I have become more and more sympathetic to the notion that every person is entitled to determine the correct spelling and pronunciation of his/her own name, no matter how unconventional, but I, too, would have difficulty going along with this particular affectation.

Saying that this person "styles himself" Jonh implies that the contrarian spelling was NOT the work of his parents, but something he came up with himself. If such is indeed the case, I agree that he should not be "rewarded" with unquestioning recognition/affirmation.

I remember, years ago, becoming aware of the first of what would become a long series of celebrity athletes named "Micheal." My reaction was that the person was WRONG, and stupid to boot, for not using the "correct" spelling of Michael. I have since gotten over that attitude.

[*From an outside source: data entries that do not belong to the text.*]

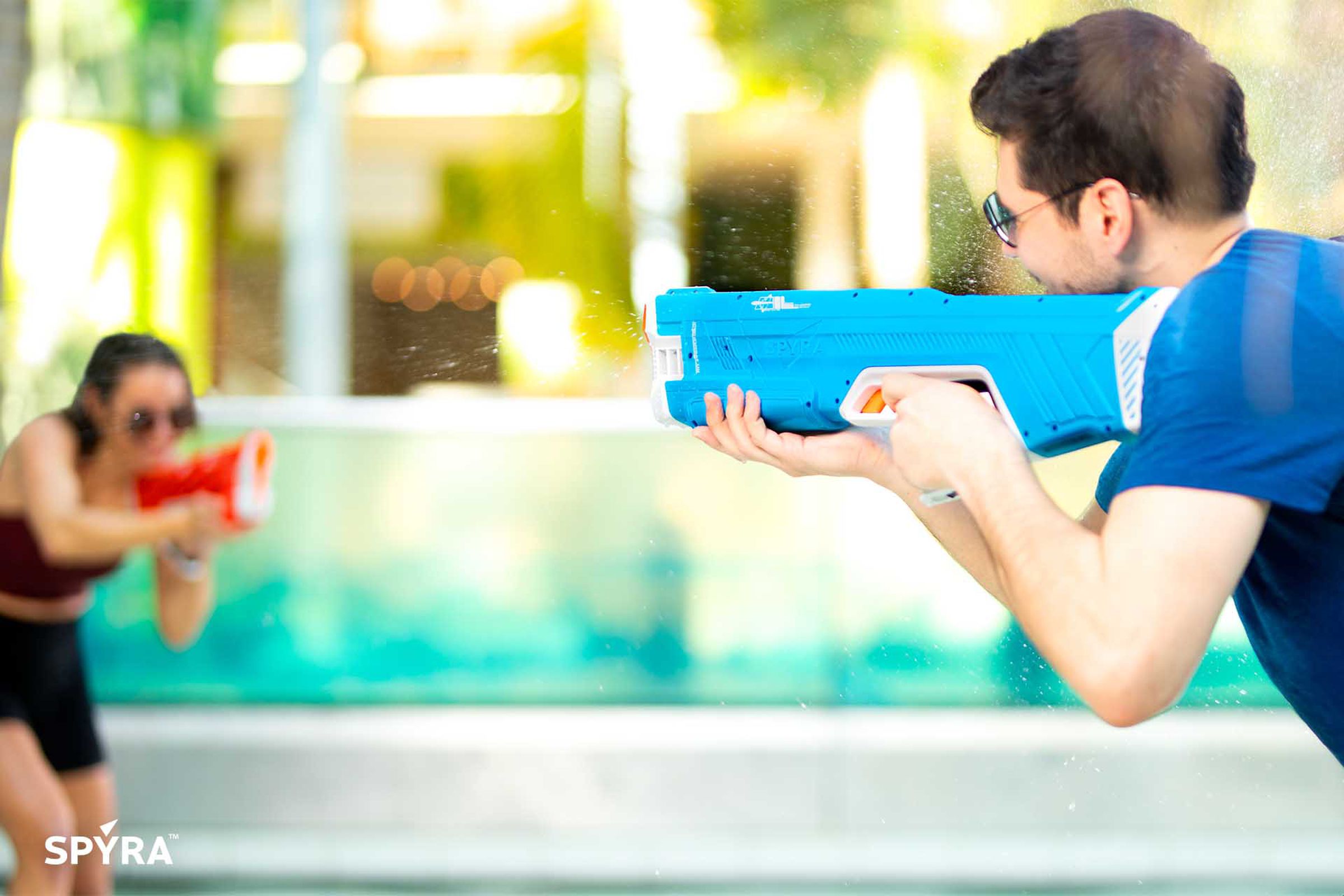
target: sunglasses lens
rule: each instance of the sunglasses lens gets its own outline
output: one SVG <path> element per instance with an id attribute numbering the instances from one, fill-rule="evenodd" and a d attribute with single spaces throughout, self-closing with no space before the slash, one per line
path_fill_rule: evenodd
<path id="1" fill-rule="evenodd" d="M 134 435 L 145 435 L 155 429 L 155 412 L 153 411 L 134 411 L 130 415 L 130 423 L 126 424 Z"/>
<path id="2" fill-rule="evenodd" d="M 175 407 L 169 414 L 173 429 L 176 430 L 190 430 L 196 426 L 196 408 L 191 404 L 183 404 L 181 407 Z"/>
<path id="3" fill-rule="evenodd" d="M 1003 207 L 1003 203 L 999 201 L 997 192 L 992 192 L 985 197 L 984 208 L 985 219 L 989 222 L 989 226 L 993 228 L 999 239 L 1008 243 L 1009 247 L 1015 247 L 1017 243 L 1013 242 L 1013 238 L 1016 236 L 1013 232 L 1016 230 L 1013 227 L 1013 216 L 1007 208 Z"/>

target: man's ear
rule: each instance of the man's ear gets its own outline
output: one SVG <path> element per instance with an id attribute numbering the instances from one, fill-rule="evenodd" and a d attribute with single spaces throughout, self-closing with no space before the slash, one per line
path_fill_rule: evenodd
<path id="1" fill-rule="evenodd" d="M 1090 226 L 1110 254 L 1118 258 L 1134 234 L 1134 197 L 1114 177 L 1102 177 L 1083 196 L 1079 215 L 1090 215 Z"/>

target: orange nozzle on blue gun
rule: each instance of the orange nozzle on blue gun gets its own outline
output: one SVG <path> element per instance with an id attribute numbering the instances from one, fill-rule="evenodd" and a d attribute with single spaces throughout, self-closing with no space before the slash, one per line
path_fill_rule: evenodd
<path id="1" fill-rule="evenodd" d="M 274 465 L 270 433 L 253 430 L 223 447 L 149 470 L 136 481 L 136 494 L 144 509 L 198 492 L 218 494 L 224 500 L 224 521 L 246 529 L 270 516 Z"/>
<path id="2" fill-rule="evenodd" d="M 1148 347 L 1176 294 L 673 289 L 644 309 L 653 414 L 699 426 L 706 394 L 735 384 L 780 433 L 879 430 L 895 422 L 882 380 L 907 372 L 970 386 L 1054 457 L 1138 433 Z"/>

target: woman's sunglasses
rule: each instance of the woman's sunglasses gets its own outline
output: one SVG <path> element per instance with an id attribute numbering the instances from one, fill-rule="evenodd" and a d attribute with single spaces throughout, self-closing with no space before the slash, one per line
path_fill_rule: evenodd
<path id="1" fill-rule="evenodd" d="M 130 414 L 130 420 L 126 423 L 126 429 L 130 430 L 132 435 L 142 438 L 155 431 L 160 419 L 167 420 L 168 426 L 171 426 L 175 433 L 185 433 L 196 426 L 196 407 L 194 404 L 181 404 L 169 410 L 167 414 L 163 411 L 151 411 L 146 407 L 136 408 Z"/>

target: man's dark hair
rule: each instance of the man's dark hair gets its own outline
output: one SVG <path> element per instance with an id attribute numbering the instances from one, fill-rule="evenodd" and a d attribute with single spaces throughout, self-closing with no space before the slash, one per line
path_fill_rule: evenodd
<path id="1" fill-rule="evenodd" d="M 1054 196 L 1114 177 L 1171 218 L 1246 208 L 1246 98 L 1180 26 L 1111 9 L 1007 52 L 970 91 L 980 128 L 1017 144 L 1024 187 Z M 1078 220 L 1078 193 L 1056 200 Z"/>

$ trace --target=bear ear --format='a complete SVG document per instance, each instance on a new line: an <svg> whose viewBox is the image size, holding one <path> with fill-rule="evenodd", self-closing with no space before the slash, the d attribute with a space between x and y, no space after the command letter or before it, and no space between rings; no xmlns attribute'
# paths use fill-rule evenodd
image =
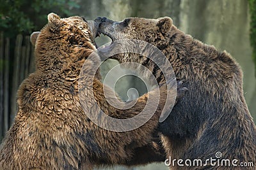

First of all, it was the person's parents, not he himself, who determined the spelling -- the "namee" should never be blamed for the unconventionality of his/her name. Plus which, it's not for me to judge those parents, or even to speculate whether their choice of a name and of the spelling thereof may have been the result of limited education or a conscious choice to be "different."

Since then, of course, we have seen a proliferation of newly coined names, especially among African-Americans. For a while, I maintained a bit of sneering contempt for many of these made-up names (especially the attempts at a sort of pseudo-French-African language featuring apostrophes as accents in all the "wrong" places), but I have come around to the position that ALL such names, even the most seemingly outlandish, should be regarded as examples of creativity, not ignorance.

After all, why shouldn't Black Americans create their own entirely new culture? Certainly, the "slave names" inherited from one's ancestors' owners are really not suitable (as famously pointed out by Malcolm X, among others). Why not accept the development of a whole new nomenclature for people of an emerging culture that is neither Anglo-American nor African, and that will no longer accept any hint of subservience or inferiority. Go for it!

No matter how wacky some of these neologisms might seem to some overeducated outsiders, NONE of these newly-invented names could possibly be any nuttier than some of those abovementioned ultra-archaic British place-names and family names!

PS: I was quite gratified to learn that the not-uncommon English surname "Menzies," which I've encountered often enough in print but never heard spoken, is (and has always been) pronouced "Mingus." NEVER would have guessed!